Mrs. Dawson taught at Washington Musical Institute for 48 years, retiring in 1997 as the institute’s last director. She also taught at Hyattsville Junior High School for nearly 18 years, retiring in 1977, at Prince George’s Community College and with the Home Music Teachers Association. She also was a private teacher for about 10 years.
For 25 years, Mrs. Dawson played the organ and directed choirs at several churches throughout the Washington area. She also performed as a recitalist and soloist at numerous musical events, including the annual Pageant of Peace on the Mall.
Mrs. Dawson was born in Weston, W.Va., and was a direct descendant of Col. Morgan Morgan, a Welsh immigrant and early pioneer in West Virginia in the 1700s. She moved to Washington as a child and graduated from Central High School, where she took organ lessons. She received a bachelor’s degree in education from Wilson Teachers College, a bachelor’s degree in music from Washington Musical Institute and a master’s degree in music from Catholic University in 1969.

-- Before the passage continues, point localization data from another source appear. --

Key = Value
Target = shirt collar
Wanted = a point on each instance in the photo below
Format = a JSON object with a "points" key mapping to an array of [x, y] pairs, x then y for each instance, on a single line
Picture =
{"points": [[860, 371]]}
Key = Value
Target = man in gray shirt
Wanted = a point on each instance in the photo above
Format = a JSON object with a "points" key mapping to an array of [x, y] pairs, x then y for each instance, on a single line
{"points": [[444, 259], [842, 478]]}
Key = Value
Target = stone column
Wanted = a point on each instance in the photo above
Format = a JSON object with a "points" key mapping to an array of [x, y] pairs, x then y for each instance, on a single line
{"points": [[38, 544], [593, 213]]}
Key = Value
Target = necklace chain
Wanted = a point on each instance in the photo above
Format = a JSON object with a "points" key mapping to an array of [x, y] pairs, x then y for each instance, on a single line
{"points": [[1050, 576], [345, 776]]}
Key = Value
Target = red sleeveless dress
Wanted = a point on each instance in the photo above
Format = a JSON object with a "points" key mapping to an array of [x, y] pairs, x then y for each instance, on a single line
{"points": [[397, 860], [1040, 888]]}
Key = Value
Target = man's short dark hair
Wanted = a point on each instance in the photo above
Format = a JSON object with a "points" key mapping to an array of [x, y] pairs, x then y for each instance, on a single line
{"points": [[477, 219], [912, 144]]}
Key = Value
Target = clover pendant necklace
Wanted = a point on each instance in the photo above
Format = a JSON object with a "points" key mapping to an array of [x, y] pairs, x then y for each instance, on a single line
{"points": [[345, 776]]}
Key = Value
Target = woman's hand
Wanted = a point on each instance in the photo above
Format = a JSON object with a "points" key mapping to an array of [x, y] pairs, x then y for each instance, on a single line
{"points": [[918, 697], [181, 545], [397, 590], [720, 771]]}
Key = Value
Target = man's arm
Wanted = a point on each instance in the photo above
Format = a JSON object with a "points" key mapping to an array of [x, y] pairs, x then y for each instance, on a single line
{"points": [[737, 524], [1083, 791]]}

In 1956, she won a national scholarship award for graduate study in organ and church music. She studied at the Royal School of Church Music in England, American University, and the University of Maryland and privately at the National Cathedral.
She was a member of the D.C. Chapter of the American Guild of Organists, Washington Music Teachers Association, Sigma Sigma Sigma education sorority and Mu Phi Epsilon, a music fraternity for men and women.
Her husband, Robert M. Dawson, died in 1975. Survivors include four children, Peter “Zeke” Dawson of Dickson, Tenn., Priscilla Kingston of Charlottesville, Prudence Dawson of Kensington and Philip Dawson of Upper Marlboro; a brother, Wendell Morgan of Rockville; a sister, Carolyn Crabtree of Novato, Calif.; four grandchildren; and four great-grandchildren.